Ich stand auf, um hinterherzulaufen, als ich plötzlich das laute Umlegen eines Schlüssels hörte, der in das Schloss meiner Zimmertür geschoben wurde, das Zuhaltungsschloss entriegelte und mich so aus meiner Geistesabwesenheit riss. Es ist eine schwere, mit Eisen beschlagene Vollholztür in einer Eckzarge mit dreiseitig umlaufender Gummidichtung, zwei dreiteiligen Bändern mit festem Stift, Kugellagerzwischenringen und einem 200º Türspion mit Sicherheitsrosette, die geöffnet wurde.

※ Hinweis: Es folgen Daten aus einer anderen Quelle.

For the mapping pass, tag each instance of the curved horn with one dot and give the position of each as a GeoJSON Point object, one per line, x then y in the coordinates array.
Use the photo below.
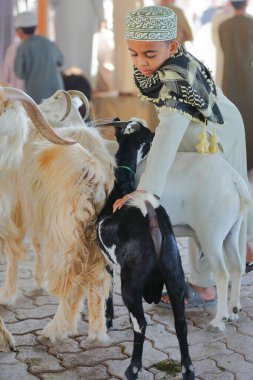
{"type": "Point", "coordinates": [35, 115]}
{"type": "Point", "coordinates": [114, 123]}
{"type": "Point", "coordinates": [68, 100]}
{"type": "Point", "coordinates": [84, 99]}
{"type": "Point", "coordinates": [5, 84]}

Ich wende meinen Blick ab von diesem traumerfüllten, flammenden Feuerball, der die Grenzlinie zwischen Himmel und Erde bereits überschritten hatte. Meine Hände lösten sich von den Gitterstäben, die von außen an den Fenstern angebracht waren und nicht gerade zur Abschreckung von Einbrüchen dienen sollten. Langsam steige vom Stuhl herunter, der mir die Möglichkeit gab, durch das hoch liegende geöffnete Fenster hinausschauen zu können.

Mein Blick schweifte durch das Zimmer, durch den spartanisch eingerichteten Raum. Ein Etagenbett mit fingerdicken Matratzen auf einem Geflecht von Drahtteilen und Metallfedern. Ein Tisch und zwei Stühle in original Vintage Style, einen Doppeltürenschrank, sowie eine frei stehende Toilette und eine Waschgelegenheit mit einem Spiegel aus Blech der so verbogen war, dass man sich vorkommt, in einem Lachkabinett zu sein. Um das Schamgefühl und die Menschenwürde nicht zu verletzen, wurde hier eine Winkelstange mit einem Vorhang angebracht.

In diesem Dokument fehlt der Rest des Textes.